On Thu, Jul 17, 2025 at 12:26 PM Karthik Nayak <karthik.188@xxxxxxxxx> wrote:
>
> Kyle Lippincott <spectral@xxxxxxxxxx> writes:
>
> > On Wed, Jul 16, 2025 at 6:54 PM Jeff King <peff@xxxxxxxx> wrote:
> >>
> >> On Wed, Jul 16, 2025 at 06:19:32PM -0700, Kyle Lippincott wrote:
> >>
> >> > Unfortunately I can't provide great instructions for reproducing this
> >> > locally, because it relies on our internal build stack (which uses
> >> > blaze). Getting MemorySanitizer running can be quite annoying, though
> >> > you might not have any issues if this test doesn't invoke any third
> >> > party libraries (like zlib).
> >> >
> >> > I need to sign off for the night soon, but if this isn't sufficient
> >> > enough information to identify what's happening here, I can try to dig
> >> > deeper tomorrow. This run was executed on an import of upstream commit
> >> > 4ea3c74afd42a503b3e0d60e1fec33bc0431e7bc (Junio's merge of this
> >> > series)
> >>
> >> valgrind can often find the same issues as MSan without as much headache
> >> to get it running (the downside is that it is _way_ slower). And indeed:
> >>
> >>   git checkout 4ea3c74afd42a503b3e0d60e1fec33bc0431e7bc &&
> >>   make &&
> >>   (cd t && ./t6302-for-each-ref-filter.sh --valgrind-only=48)
> >>
> >> yields:
> >>
> >>   ==2177572== Conditional jump or move depends on uninitialised value(s)
> >>   ==2177572==    at 0x3BC380: cache_ref_iterator_advance (ref-cache.c:409)

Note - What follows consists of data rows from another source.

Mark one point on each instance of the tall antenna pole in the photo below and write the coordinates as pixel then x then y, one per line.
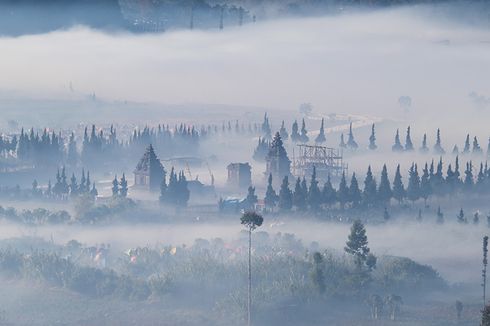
pixel 484 271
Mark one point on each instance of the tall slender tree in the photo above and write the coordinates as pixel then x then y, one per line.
pixel 384 191
pixel 397 147
pixel 285 196
pixel 408 141
pixel 320 139
pixel 372 139
pixel 251 220
pixel 398 188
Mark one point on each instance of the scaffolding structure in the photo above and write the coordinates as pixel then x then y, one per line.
pixel 327 162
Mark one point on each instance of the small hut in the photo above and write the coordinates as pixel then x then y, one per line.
pixel 149 172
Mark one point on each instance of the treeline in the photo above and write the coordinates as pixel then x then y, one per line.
pixel 97 147
pixel 433 180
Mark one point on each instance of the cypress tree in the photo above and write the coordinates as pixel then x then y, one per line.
pixel 355 195
pixel 461 218
pixel 328 193
pixel 304 133
pixel 271 197
pixel 299 197
pixel 425 188
pixel 440 216
pixel 438 146
pixel 455 150
pixel 343 192
pixel 476 147
pixel 283 132
pixel 314 194
pixel 413 188
pixel 115 187
pixel 123 190
pixel 424 148
pixel 251 199
pixel 321 136
pixel 397 147
pixel 73 185
pixel 370 189
pixel 398 189
pixel 408 141
pixel 351 143
pixel 386 214
pixel 372 139
pixel 72 155
pixel 468 180
pixel 466 148
pixel 384 190
pixel 285 196
pixel 295 137
pixel 342 142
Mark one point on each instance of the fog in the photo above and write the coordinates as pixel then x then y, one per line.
pixel 125 241
pixel 357 63
pixel 451 249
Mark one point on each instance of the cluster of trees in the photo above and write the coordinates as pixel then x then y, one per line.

> >>   ==2177572==    by 0x3B69D7: ref_iterator_advance (iterator.c:15)
> >>   ==2177572==    by 0x3B6CC3: merge_ref_iterator_advance (iterator.c:179)
> >>   ==2177572==    by 0x3B69D7: ref_iterator_advance (iterator.c:15)
> >>   ==2177572==    by 0x3A9770: files_ref_iterator_advance (files-backend.c:902)
> >>   ==2177572==    by 0x3B69D7: ref_iterator_advance (iterator.c:15)
> >>   ==2177572==    by 0x3B7457: do_for_each_ref_iterator (iterator.c:478)
> >>   ==2177572==    by 0x399B43: for_each_fullref_with_seek (ref-filter.c:2718)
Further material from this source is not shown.